Hint: - Use the mirror formula that gives a relation $u$ , $v$ and $f$ and find an expression for $v$ in the terms of $u$ and $f$ . Then find the relation between $v$ and $u$ at the point $P$ . Take a value of $v$ greater than $u$ and find the relation between $v$ and $f$ .
Formula used:
${\displaystyle \frac{1}{f}}={\displaystyle \frac{1}{v}}+{\displaystyle \frac{1}{u}}$

Complete step-by-step solution:
Here, $u$ is the position of the object and $v$ is the position of the image with respect to the mirror. $f$ is the focal length of the mirror.
The relation between $u$ , $v$ and $f$ is given by ${\displaystyle \frac{1}{f}}={\displaystyle \frac{1}{v}}+{\displaystyle \frac{1}{u}}$.
$\Rightarrow {\displaystyle \frac{1}{v}}={\displaystyle \frac{1}{f}}-{\displaystyle \frac{1}{u}}$
On further solving we get,
${\displaystyle \frac{1}{v}}={\displaystyle \frac{u-f}{uf}}$
$\Rightarrow v={\displaystyle \frac{uf}{u-f}}$ ....... $\left(1\right)$
From the graph of $v$ versus $u$ we can understand that as the object comes towards the mirror ( as we reduce the object distance), the image distance increases. This means that $v$ is inversely proportional to $u$ .
Let us analyze the relation between $u$ and $v$ at the point $P$ . In the graph, we can see that the point $P$ also lies on a line passing through the origin and making an angle of ${45}^{\circ }$ with the positive x-axis.
From geometry, we know that the $x$ and $y$ coordinates of the points on a line passing through the origin and making an angle of ${45}^{\circ }$ with the positive x-axis are equal.
This means that at this point $P$ , $v=u$
Now, since the $v$ is inversely proportional to $u$ and at the point $P$ , $v=u$ , the value of $v$ will be greater than the value of $u$ for the points above point $P$ .
Therefore, let $v=nu$ , where $n$ is a real number greater than one.
$u={\displaystyle \frac{v}{n}}$ .
Substitute this value of $u$ in the equation $\left(1\right)$ .
$v={\displaystyle \frac{{\displaystyle \frac{v}{n}}f}{{\displaystyle \frac{v}{n}}-f}}$
$\Rightarrow {\displaystyle \frac{v}{n}}-f={\displaystyle \frac{f}{n}}$
Now further solving the equation we get,
$v-nf=f$
$\Rightarrow v=f+nf$
$\Rightarrow v=\left(n+1\right)f$
But $n\succ 1$
This means that $\left(n+1\right)\succ 2$
$\Rightarrow \left(n+1\right)f\succ 2f$
This finally means that $v\succ 2f$
Therefore, the value of $v$ is larger than $2f$ for the points above the point $P$ .

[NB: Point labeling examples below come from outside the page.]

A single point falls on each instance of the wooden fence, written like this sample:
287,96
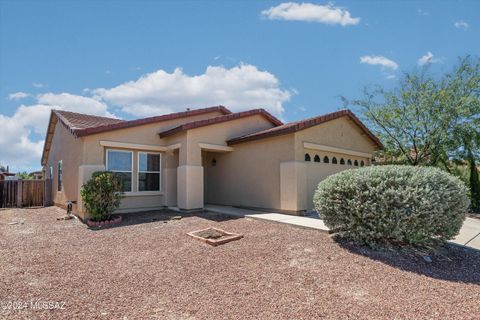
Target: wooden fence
25,193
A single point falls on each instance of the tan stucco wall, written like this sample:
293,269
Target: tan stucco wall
341,133
268,173
250,175
69,149
87,151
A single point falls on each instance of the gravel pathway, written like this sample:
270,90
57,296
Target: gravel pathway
153,270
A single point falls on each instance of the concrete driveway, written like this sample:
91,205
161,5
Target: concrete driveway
469,234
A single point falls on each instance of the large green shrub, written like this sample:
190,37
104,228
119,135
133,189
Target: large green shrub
101,195
399,205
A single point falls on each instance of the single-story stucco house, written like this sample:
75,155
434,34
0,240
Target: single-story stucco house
205,156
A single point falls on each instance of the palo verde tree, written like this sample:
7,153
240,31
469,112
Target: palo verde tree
429,120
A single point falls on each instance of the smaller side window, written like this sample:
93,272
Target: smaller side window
60,176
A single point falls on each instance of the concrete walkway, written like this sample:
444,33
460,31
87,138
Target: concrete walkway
469,234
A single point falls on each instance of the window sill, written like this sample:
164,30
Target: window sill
143,193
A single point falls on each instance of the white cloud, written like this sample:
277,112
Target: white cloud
310,12
427,59
18,95
71,102
20,148
461,25
380,61
239,88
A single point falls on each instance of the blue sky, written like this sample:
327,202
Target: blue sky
131,59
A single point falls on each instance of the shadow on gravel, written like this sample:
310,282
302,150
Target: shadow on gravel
450,263
164,216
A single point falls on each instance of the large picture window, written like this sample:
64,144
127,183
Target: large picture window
148,171
120,162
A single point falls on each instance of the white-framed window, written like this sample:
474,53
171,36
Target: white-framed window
60,176
148,175
121,163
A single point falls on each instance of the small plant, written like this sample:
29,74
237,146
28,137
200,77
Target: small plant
101,195
393,205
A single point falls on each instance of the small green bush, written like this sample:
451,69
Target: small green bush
101,195
393,205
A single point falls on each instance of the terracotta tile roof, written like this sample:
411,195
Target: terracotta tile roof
304,124
77,122
82,125
220,119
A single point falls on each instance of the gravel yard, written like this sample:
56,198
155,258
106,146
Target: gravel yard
146,269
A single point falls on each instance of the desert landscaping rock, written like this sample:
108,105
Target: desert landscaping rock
152,270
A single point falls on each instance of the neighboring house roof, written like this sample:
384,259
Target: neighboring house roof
304,124
220,119
82,124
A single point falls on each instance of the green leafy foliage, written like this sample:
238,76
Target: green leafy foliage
393,205
101,195
430,119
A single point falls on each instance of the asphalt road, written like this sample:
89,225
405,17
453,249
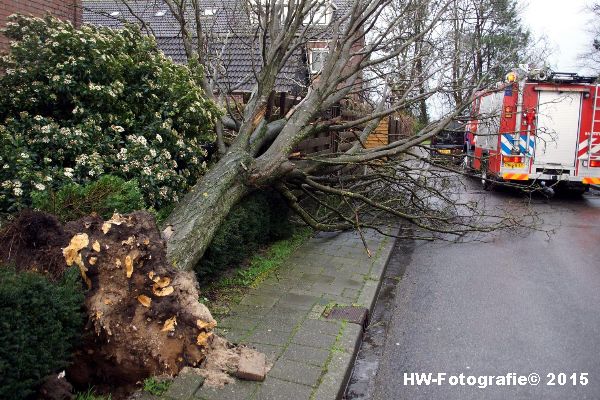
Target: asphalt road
518,304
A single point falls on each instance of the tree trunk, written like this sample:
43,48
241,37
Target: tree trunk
199,214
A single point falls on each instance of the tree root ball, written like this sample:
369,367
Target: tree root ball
145,318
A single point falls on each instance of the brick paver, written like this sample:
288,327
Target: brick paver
283,319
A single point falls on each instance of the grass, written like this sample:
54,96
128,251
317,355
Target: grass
156,387
230,288
90,395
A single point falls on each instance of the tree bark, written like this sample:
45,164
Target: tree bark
199,214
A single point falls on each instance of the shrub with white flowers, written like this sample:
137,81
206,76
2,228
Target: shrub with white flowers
80,103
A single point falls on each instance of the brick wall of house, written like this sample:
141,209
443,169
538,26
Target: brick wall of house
65,9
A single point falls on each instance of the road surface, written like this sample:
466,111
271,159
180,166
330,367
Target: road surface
517,305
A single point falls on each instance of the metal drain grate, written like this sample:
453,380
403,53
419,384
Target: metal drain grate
355,315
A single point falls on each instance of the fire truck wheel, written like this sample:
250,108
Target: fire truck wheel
486,182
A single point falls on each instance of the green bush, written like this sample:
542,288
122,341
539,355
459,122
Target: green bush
258,219
80,103
39,324
105,196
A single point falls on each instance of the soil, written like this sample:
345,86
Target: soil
33,242
144,317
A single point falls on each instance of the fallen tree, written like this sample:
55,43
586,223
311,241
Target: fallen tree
385,56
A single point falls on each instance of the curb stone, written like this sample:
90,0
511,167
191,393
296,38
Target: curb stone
312,356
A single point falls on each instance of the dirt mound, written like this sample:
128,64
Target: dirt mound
144,317
34,242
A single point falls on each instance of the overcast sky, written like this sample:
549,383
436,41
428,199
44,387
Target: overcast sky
564,22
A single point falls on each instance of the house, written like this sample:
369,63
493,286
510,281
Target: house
234,54
65,9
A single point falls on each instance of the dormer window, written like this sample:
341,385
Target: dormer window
317,57
321,14
260,7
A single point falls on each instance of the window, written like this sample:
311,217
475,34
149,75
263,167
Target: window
256,8
321,14
317,58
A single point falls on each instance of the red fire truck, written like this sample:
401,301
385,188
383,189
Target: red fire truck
540,131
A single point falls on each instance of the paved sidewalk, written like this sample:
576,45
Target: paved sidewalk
282,318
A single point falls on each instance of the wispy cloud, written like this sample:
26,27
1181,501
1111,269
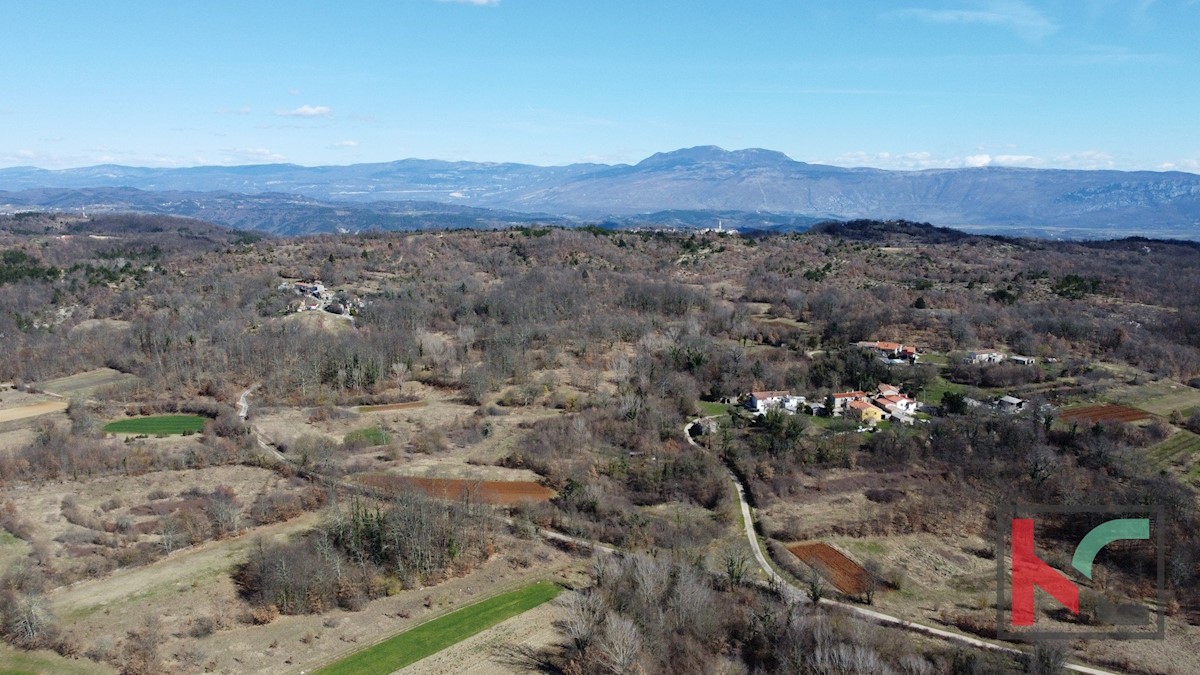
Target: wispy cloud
251,155
1086,160
306,111
1014,15
1192,166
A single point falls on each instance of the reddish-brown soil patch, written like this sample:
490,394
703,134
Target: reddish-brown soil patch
1104,412
844,573
504,493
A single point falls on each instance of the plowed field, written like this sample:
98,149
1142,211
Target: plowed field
844,573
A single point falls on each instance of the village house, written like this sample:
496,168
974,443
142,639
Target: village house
763,401
898,401
885,389
841,400
865,412
1011,404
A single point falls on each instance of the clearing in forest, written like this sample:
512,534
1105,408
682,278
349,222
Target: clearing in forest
157,424
430,638
1103,412
844,573
504,493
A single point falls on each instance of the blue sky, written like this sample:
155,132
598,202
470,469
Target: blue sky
893,84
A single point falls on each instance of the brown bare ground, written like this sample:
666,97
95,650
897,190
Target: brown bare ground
387,407
504,493
87,383
844,573
31,410
1104,412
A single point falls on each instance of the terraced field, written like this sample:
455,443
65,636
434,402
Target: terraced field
1103,412
157,424
441,633
1181,451
844,573
1162,398
505,493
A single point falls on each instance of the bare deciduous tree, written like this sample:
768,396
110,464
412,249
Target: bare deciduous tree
621,645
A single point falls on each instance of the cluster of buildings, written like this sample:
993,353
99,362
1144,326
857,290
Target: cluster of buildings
983,358
315,296
886,402
892,352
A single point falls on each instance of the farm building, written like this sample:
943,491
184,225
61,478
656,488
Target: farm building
1011,404
763,401
865,412
841,400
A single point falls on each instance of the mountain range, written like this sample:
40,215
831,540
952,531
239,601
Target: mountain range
690,187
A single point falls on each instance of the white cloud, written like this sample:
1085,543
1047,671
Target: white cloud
307,111
1087,160
251,155
1017,160
1192,166
1014,15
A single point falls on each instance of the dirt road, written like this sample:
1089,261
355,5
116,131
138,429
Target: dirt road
792,592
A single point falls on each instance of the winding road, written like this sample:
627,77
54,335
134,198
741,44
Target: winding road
791,592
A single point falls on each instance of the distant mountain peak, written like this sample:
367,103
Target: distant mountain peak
714,154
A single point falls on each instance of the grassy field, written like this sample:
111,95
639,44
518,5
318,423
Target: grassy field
1162,398
430,638
389,407
940,386
87,383
157,424
1181,451
367,436
15,661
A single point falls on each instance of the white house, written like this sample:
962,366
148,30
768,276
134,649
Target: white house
763,401
841,400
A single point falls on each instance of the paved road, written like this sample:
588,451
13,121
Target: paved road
244,401
792,592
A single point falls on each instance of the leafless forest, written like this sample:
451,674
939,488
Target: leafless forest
610,341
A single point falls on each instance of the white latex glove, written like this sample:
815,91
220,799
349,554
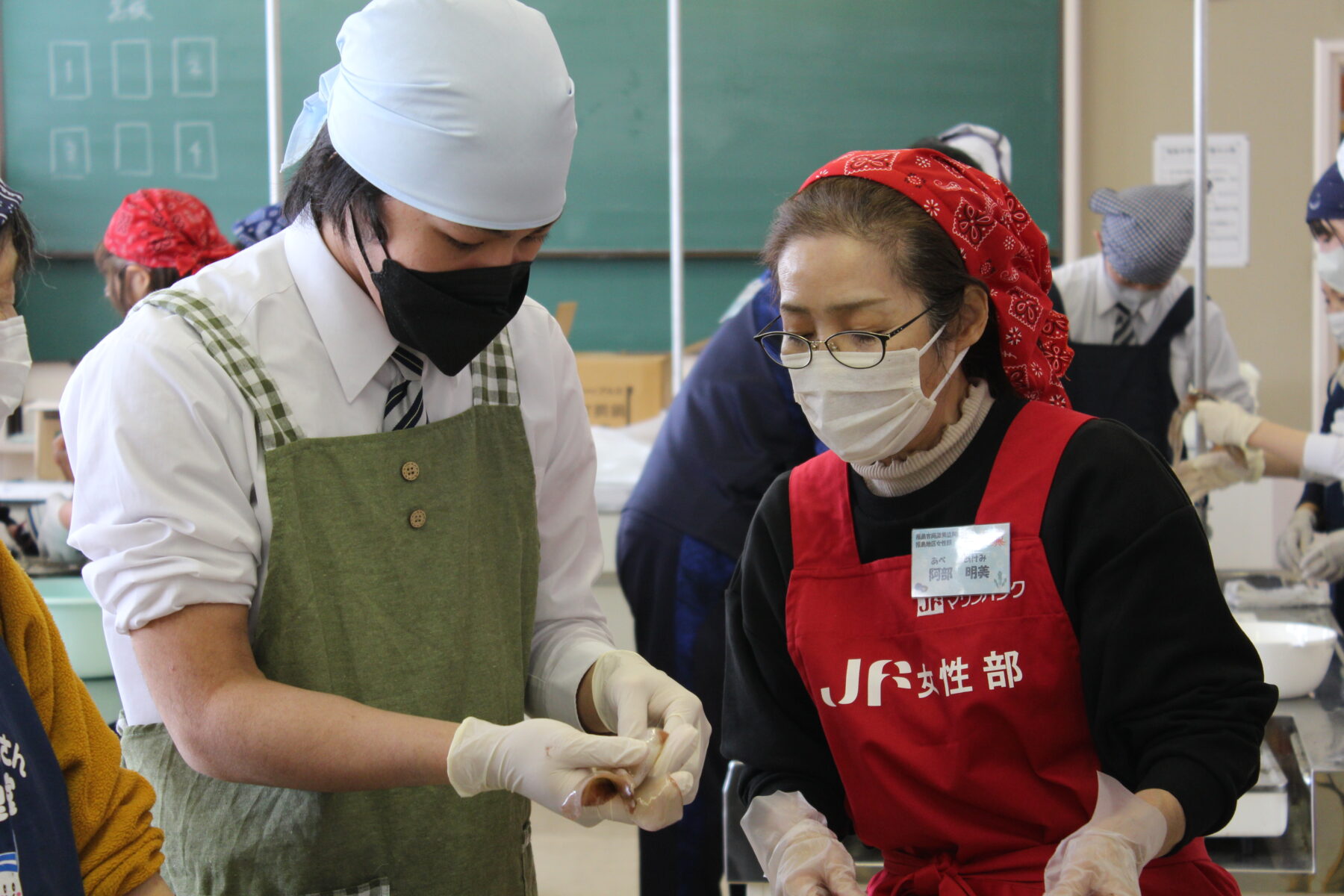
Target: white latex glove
1226,422
542,759
1105,856
1216,470
799,853
632,696
1296,539
1324,561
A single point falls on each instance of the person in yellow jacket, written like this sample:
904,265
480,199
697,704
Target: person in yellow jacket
72,820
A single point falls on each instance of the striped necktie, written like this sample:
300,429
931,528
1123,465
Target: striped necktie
1124,327
405,405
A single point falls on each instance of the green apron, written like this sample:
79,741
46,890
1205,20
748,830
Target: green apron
402,574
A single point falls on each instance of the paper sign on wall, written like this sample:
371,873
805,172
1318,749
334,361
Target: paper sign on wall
1230,198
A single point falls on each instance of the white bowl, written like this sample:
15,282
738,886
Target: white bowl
80,622
1296,656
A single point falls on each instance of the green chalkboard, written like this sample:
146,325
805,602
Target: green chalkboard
104,97
107,96
772,90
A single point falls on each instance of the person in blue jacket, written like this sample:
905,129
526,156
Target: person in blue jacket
730,432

So, the correct answer is option (D).

Note: As a convex mirror produces a diminished image of a far object, a driver can easily see large traffic behind him in a small mirror. In a concave mirror which is used as a shaving mirror when we hold the face closer to the mirror, an enlarged image is produced. It is easy to understand which type of mirror is used once you understood their principle of working.